More flexible gradient normalization

facebookresearch · Oct 19, 2017 · 3f97008 · 3f97008
1 parent 88a8bd4
commit 3f97008
Show file tree

Hide file tree

Showing 4 changed files with 98 additions and 63 deletions.
diff --git a/fairseq/criterions/cross_entropy.py b/fairseq/criterions/cross_entropy.py
@@ -18,19 +18,29 @@ def __init__(self, padding_idx):
         super().__init__()
         self.padding_idx = padding_idx
 
-    def grad_denom(self, samples):
-        return sum(s['ntokens'] if s else 0 for s in samples)
-
-    def forward(self, model, sample, grad_denom):
+    def forward(self, model, sample):
+        """Compute the loss for the given sample.
+
+        Returns a tuple with three elements:
+        1) the loss, as a Variable
+        2) the sample size, which is used as the denominator for the gradient
+        3) logging outputs to display while training
+        """
         net_output = model(**sample['net_input'])
         input = net_output.view(-1, net_output.size(-1))
         target = sample['target'].view(-1)
         loss = F.cross_entropy(input, target, size_average=False, ignore_index=self.padding_idx)
-        return {
-            'loss': loss / grad_denom,
+        sample_size = sample['ntokens']
+        logging_output = {
+            'loss': loss.data[0],
+            'sample_size': sample_size,
         }
+        return loss, sample_size, logging_output
 
-    def aggregate(self, loss_dicts):
+    @staticmethod
+    def aggregate_logging_outputs(logging_outputs):
+        """Aggregate logging outputs from data parallel training."""

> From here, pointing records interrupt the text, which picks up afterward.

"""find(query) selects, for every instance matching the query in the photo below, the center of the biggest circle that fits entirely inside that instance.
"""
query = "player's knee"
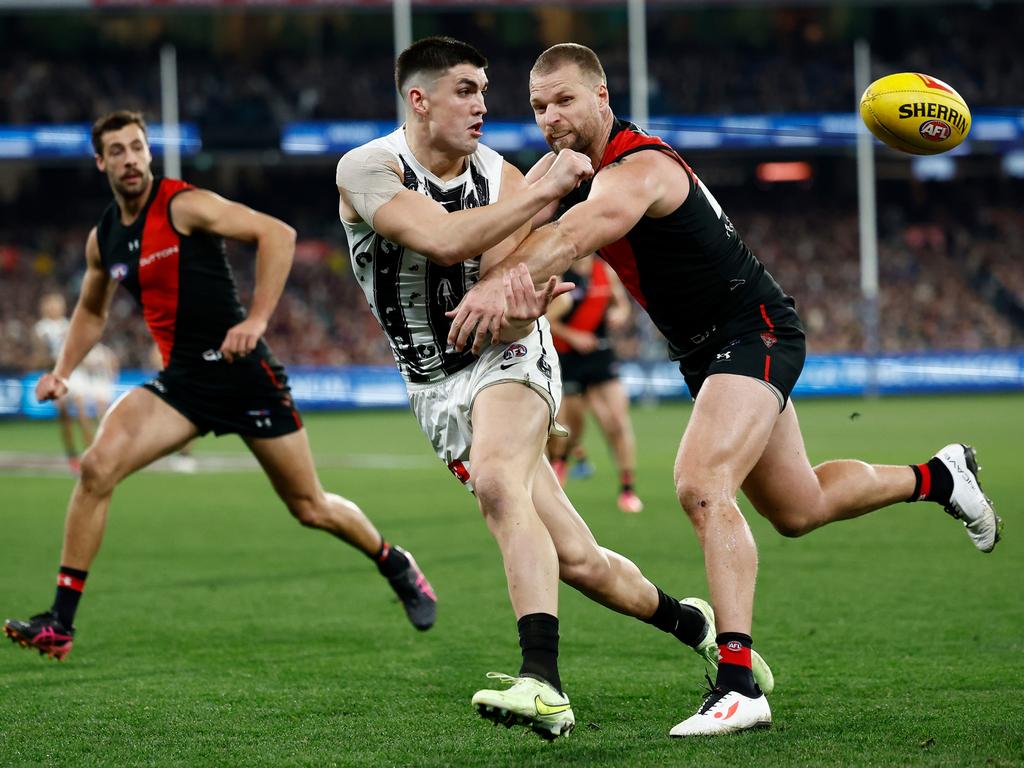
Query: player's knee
(792, 526)
(584, 568)
(306, 510)
(495, 493)
(699, 497)
(98, 471)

+        sample_size = sum(log.get('sample_size', 0) for log in logging_outputs)
         return {
-            'loss': sum(l['loss'].data[0] for l in loss_dicts if 'loss' in l) / math.log(2),
+            'loss': sum(log.get('loss', 0) for log in logging_outputs) / sample_size / math.log(2),
         }
diff --git a/fairseq/criterions/fairseq_criterion.py b/fairseq/criterions/fairseq_criterion.py
@@ -14,14 +14,22 @@ class FairseqCriterion(_Loss):
     def __init__(self):
         super().__init__()
 
-    def grad_denom(self, samples):
-        """Gradient normalization term for DataParallel training."""
-        raise NotImplementedError
+    def forward(self, model, sample):
+        """Compute the loss for the given sample.
 
-    def forward(self, model, sample, grad_denom):
-        """Compute the loss for the given sample and network output."""

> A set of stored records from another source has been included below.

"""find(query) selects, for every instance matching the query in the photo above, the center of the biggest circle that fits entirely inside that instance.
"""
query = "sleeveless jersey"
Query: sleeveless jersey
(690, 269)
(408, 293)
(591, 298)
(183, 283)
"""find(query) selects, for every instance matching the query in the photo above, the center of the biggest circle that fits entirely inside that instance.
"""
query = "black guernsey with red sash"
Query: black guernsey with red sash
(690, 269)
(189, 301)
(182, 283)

+        Returns a tuple with three elements:
+        1) the loss, as a Variable
+        2) the sample size, which is used as the denominator for the gradient
+        3) logging outputs to display while training
+        """
         raise NotImplementedError
 
-    def aggregate(self, losses, log_infos):
-        """Aggregate losses from DataParallel training."""
+    @staticmethod
+    def aggregate_logging_outputs(logging_outputs):
+        """Aggregate logging outputs from data parallel training."""

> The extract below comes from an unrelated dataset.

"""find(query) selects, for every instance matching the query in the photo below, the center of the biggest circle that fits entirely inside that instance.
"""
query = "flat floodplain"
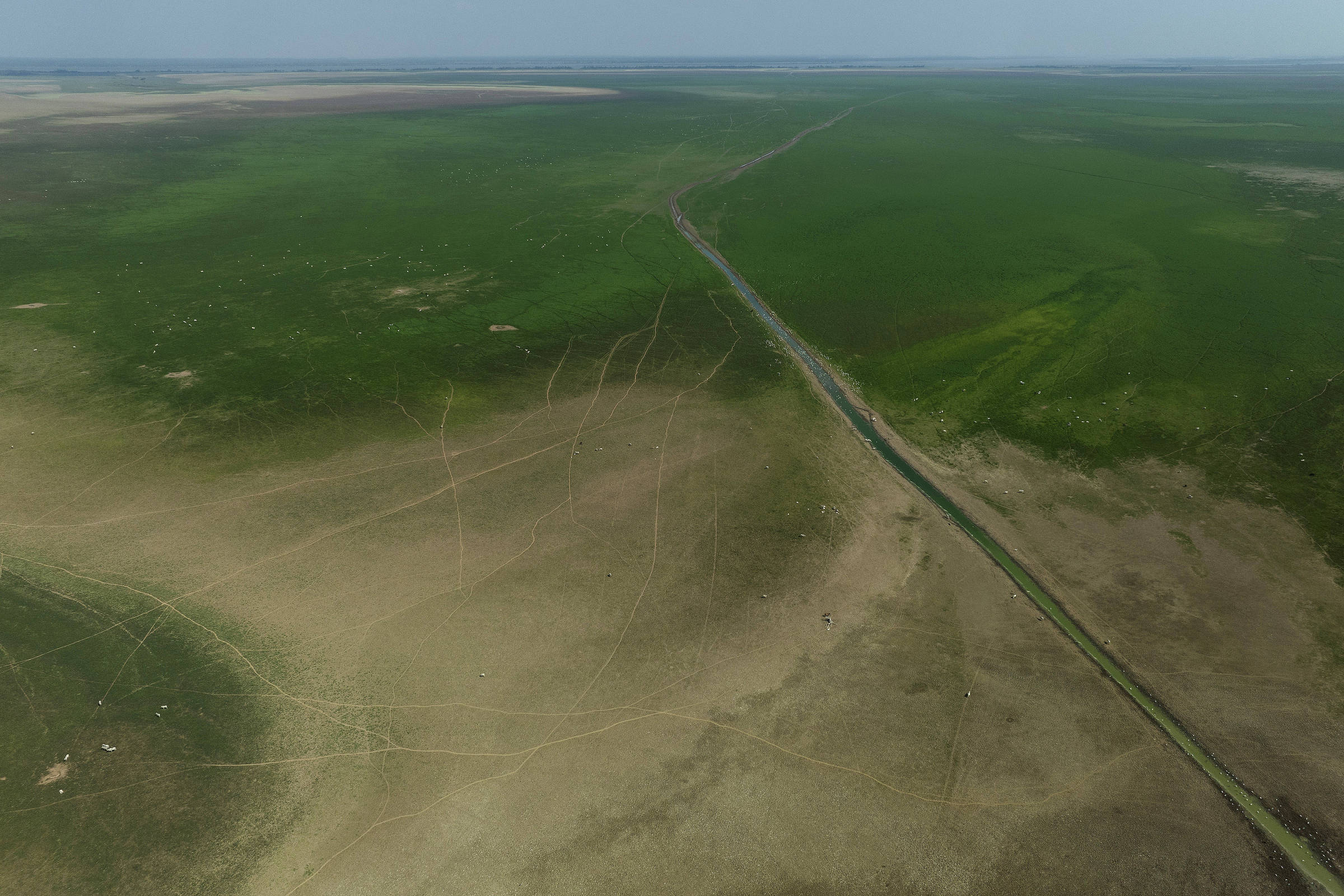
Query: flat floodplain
(428, 516)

         raise NotImplementedError
+
+    @staticmethod
+    def grad_denom(sample_sizes):
+        """Compute the gradient denominator for a set of sample sizes."""
+        return sum(sample_sizes)
diff --git a/fairseq/criterions/label_smoothed_cross_entropy.py b/fairseq/criterions/label_smoothed_cross_entropy.py
@@ -49,19 +49,29 @@ def __init__(self, eps, padding_idx=None, weights=None):
         self.padding_idx = padding_idx
         self.weights = weights
 
-    def grad_denom(self, samples):
-        return sum(s['ntokens'] if s else 0 for s in samples)
-
-    def forward(self, model, sample, grad_denom):
+    def forward(self, model, sample):
+        """Compute the loss for the given sample.
+
+        Returns a tuple with three elements:
+        1) the loss, as a Variable
+        2) the sample size, which is used as the denominator for the gradient
+        3) logging outputs to display while training
+        """
         net_output = model(**sample['net_input'])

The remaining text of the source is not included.